第四夜 最終話
眠り続けていたシアが目を覚ました。そしてイオのことを懐かしそうに見つめていた。
其れにイオは心が揺さぶられるのを感じた。そんなはずない。でも、だけど。
そしてシアはあまやかな声音でイオに手を伸ばしながらその名を呼ぶ。
「イオ」
その声に涙をイオは堪えることができなかった。世界の影響を受けもう動くことも辛くてでも必死に伸ばされた手に手を伸ばした。
その手は触れ合いシアの手をイオは掴むことができた。泣くイオをシアは抱きしめた。
その唇が謝りの言の葉を形どる前に口付けでイオはふさいだ。
はじめての口付け。どちらにとってもはじめてでそして拙い。でも愛しい口付け。
世界が消え始めて幾ら経っただろう。だからこそシアは記憶を取り戻した。
哀しくてでも嬉しくて。口付けは深まりそしてはなれた。あたりが闇に包まれて自分たちが終わるのだと二人は気づいていた。
でも二人は笑っていたのだ。二人一緒だね。そう微笑みあう。抱きしめあった二人は闇に溶けそして消えた。

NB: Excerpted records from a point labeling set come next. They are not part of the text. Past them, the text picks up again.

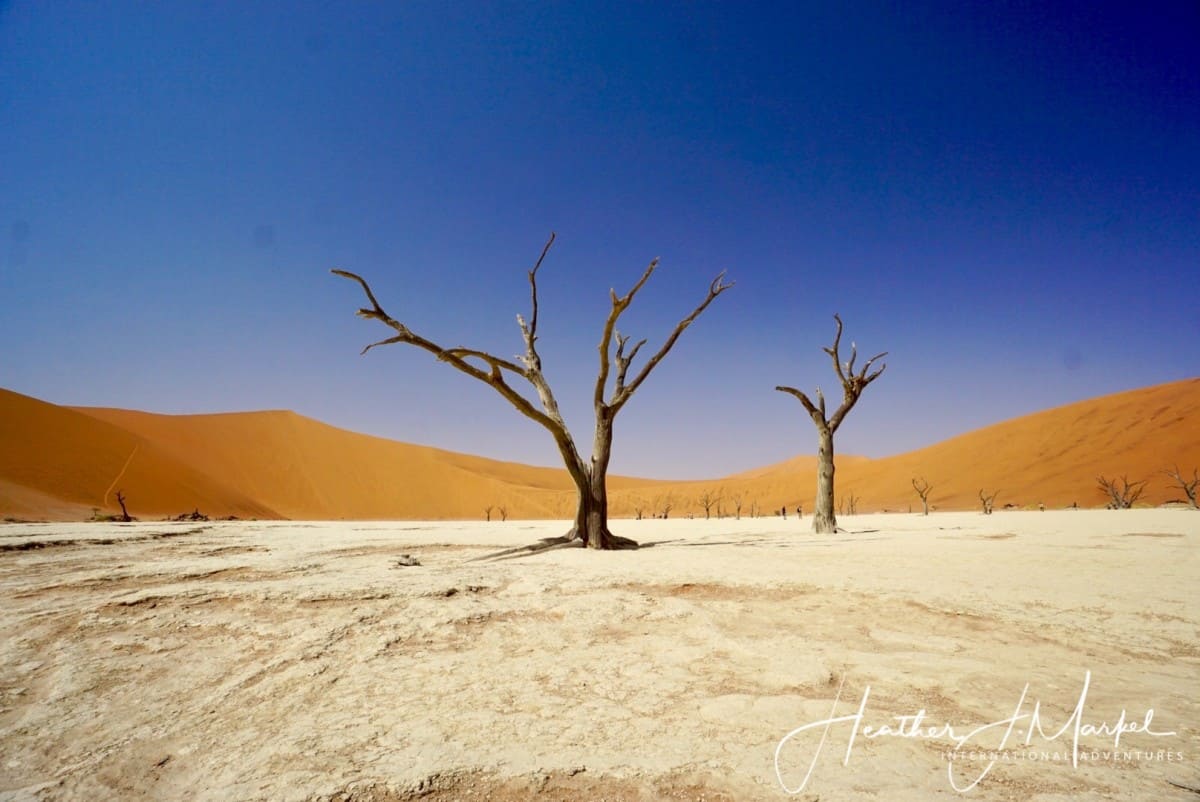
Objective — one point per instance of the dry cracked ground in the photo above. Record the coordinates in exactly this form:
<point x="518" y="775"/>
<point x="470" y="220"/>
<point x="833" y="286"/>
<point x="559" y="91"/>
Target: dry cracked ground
<point x="283" y="660"/>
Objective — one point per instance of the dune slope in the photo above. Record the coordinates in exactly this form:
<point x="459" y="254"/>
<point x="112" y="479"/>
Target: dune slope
<point x="60" y="462"/>
<point x="57" y="462"/>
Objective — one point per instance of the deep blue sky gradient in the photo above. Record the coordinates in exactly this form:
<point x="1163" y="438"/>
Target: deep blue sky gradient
<point x="1003" y="196"/>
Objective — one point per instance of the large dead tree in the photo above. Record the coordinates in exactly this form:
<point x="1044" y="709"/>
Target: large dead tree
<point x="852" y="385"/>
<point x="589" y="476"/>
<point x="1187" y="485"/>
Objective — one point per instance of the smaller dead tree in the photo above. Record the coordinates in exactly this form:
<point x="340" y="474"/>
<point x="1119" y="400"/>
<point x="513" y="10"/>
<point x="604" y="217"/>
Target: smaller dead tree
<point x="852" y="385"/>
<point x="1187" y="485"/>
<point x="639" y="508"/>
<point x="1123" y="495"/>
<point x="666" y="503"/>
<point x="125" y="514"/>
<point x="708" y="500"/>
<point x="923" y="489"/>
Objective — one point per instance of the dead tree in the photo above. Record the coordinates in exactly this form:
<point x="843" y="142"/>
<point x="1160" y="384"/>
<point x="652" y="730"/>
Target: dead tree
<point x="852" y="385"/>
<point x="1121" y="496"/>
<point x="664" y="507"/>
<point x="589" y="476"/>
<point x="639" y="508"/>
<point x="707" y="500"/>
<point x="125" y="514"/>
<point x="1187" y="485"/>
<point x="923" y="489"/>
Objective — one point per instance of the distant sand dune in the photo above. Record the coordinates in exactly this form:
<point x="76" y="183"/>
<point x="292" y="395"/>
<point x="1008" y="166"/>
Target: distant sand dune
<point x="59" y="462"/>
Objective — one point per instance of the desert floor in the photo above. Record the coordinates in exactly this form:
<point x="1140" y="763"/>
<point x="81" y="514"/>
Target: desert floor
<point x="287" y="660"/>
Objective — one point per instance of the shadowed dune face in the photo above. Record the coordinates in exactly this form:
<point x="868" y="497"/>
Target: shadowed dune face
<point x="59" y="462"/>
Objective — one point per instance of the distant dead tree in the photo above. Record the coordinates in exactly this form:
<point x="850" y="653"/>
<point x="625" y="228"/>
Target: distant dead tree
<point x="923" y="488"/>
<point x="664" y="507"/>
<point x="125" y="514"/>
<point x="708" y="500"/>
<point x="1121" y="496"/>
<point x="1187" y="485"/>
<point x="589" y="477"/>
<point x="639" y="507"/>
<point x="852" y="385"/>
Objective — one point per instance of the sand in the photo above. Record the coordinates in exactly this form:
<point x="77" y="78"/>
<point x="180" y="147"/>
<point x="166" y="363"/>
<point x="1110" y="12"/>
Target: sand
<point x="285" y="660"/>
<point x="63" y="462"/>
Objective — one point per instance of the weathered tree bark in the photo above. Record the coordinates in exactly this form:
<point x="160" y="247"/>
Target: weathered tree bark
<point x="823" y="519"/>
<point x="591" y="525"/>
<point x="852" y="385"/>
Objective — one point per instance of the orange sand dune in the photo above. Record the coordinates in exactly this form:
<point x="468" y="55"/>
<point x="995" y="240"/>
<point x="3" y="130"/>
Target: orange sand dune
<point x="60" y="462"/>
<point x="1049" y="458"/>
<point x="307" y="470"/>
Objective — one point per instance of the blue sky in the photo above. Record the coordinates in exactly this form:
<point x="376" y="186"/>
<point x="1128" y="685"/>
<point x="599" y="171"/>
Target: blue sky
<point x="1003" y="196"/>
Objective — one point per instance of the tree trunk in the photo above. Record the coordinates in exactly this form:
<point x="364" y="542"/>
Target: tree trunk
<point x="591" y="485"/>
<point x="823" y="520"/>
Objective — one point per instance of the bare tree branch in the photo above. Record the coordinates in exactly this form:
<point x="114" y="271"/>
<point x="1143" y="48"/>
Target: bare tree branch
<point x="1121" y="496"/>
<point x="456" y="357"/>
<point x="1187" y="485"/>
<point x="533" y="288"/>
<point x="715" y="288"/>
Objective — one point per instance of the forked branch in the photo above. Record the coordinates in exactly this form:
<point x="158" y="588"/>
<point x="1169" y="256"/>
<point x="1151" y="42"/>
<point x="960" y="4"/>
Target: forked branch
<point x="852" y="383"/>
<point x="622" y="390"/>
<point x="1187" y="485"/>
<point x="460" y="357"/>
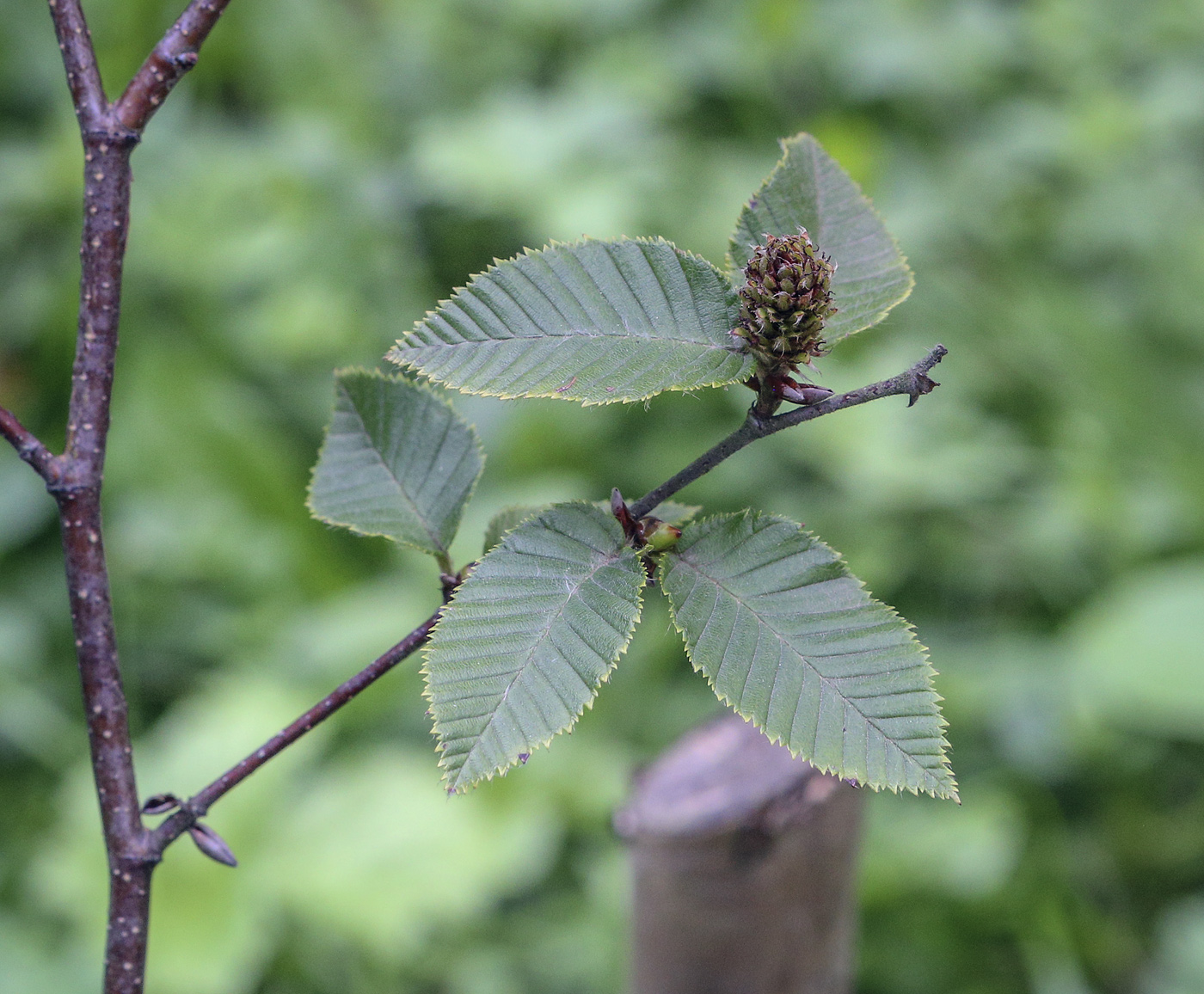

世界が滅び命は全て死に絶えでもだからこそ新たな命は生まれ来る。
滅びた世界の亡骸を糧にして今新たな世界が産声を上げんとしていた。
何処までも何処までも命は繋がっていく死すら新たな生のために。
二人もまた新たな命として生まれ来る。今度はその手を放さぬために。